Synopses & Reviews
The first English translation of the classic sixteenth-century Spanish love poem of the soul and its commentary by a spiritual seeker outside of the Church.
When prayers go dry on the tongue, and any sense of God in the world is lost, it seems the spiritual seeker has nowhere to turn. This is the dark night of the soul that the great sixteenth-century saint John of the Cross experienced when he could no longer feel God's presence and when prayer and spiritual practice no longer inspired him. The poem he wrote while in prison, on a scroll smuggled to him by one of his guards, has never been translated complete with his later commentary by anyone outside the Catholic church.
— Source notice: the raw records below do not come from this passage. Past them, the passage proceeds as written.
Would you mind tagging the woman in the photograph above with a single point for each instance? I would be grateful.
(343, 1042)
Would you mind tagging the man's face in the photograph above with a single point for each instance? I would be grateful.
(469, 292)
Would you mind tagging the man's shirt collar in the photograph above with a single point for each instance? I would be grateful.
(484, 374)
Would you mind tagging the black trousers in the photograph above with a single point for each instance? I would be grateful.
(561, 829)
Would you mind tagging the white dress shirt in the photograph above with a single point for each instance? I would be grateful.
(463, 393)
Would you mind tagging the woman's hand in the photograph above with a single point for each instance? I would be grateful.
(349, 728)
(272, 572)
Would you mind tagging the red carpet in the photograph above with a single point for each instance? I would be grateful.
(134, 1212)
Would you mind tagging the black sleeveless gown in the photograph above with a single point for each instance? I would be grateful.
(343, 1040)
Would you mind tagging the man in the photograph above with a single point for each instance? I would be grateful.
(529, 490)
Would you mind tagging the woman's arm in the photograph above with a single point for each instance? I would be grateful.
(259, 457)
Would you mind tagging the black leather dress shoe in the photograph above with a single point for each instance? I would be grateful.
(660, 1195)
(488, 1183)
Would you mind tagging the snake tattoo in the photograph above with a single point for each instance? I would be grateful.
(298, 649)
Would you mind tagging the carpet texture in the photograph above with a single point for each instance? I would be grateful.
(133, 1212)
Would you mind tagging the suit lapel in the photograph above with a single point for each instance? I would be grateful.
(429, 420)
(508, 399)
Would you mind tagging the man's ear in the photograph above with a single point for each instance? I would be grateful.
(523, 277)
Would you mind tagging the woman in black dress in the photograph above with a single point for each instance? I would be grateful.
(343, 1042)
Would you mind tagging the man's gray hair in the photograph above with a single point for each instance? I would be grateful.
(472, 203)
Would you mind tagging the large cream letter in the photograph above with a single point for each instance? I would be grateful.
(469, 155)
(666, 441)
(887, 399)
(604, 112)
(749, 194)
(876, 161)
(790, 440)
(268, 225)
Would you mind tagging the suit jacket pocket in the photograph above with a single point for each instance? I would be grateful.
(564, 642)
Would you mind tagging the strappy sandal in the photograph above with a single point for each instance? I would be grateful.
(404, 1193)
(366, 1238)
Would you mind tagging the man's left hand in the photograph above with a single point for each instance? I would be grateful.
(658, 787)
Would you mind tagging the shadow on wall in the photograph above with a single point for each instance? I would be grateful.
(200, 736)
Mirabai Starr brings this work to the twenty-first century in a brilliant and beautiful rendering.
Synopsis
When prayers go dry on the tongue, and any sense of God in the world is lost--this is the dark night of the soul described by the great 16th-century St. John of the Cross. Written in prison, his text, for the first time, is now translated by a spiritual seeker outside the Church.
About the Author
Mirabai Starr,, who has studied Buddhism, Hinduism, and Judaism, brings the seeker's sensibility to Dark Night of the Soul. She is a published writer of fiction and essays and is adjunct professor of philosophy, religious studies, and Spanish at the University of New Mexico at Taos. She has been studying St. John of the Cross's text for more than twenty years.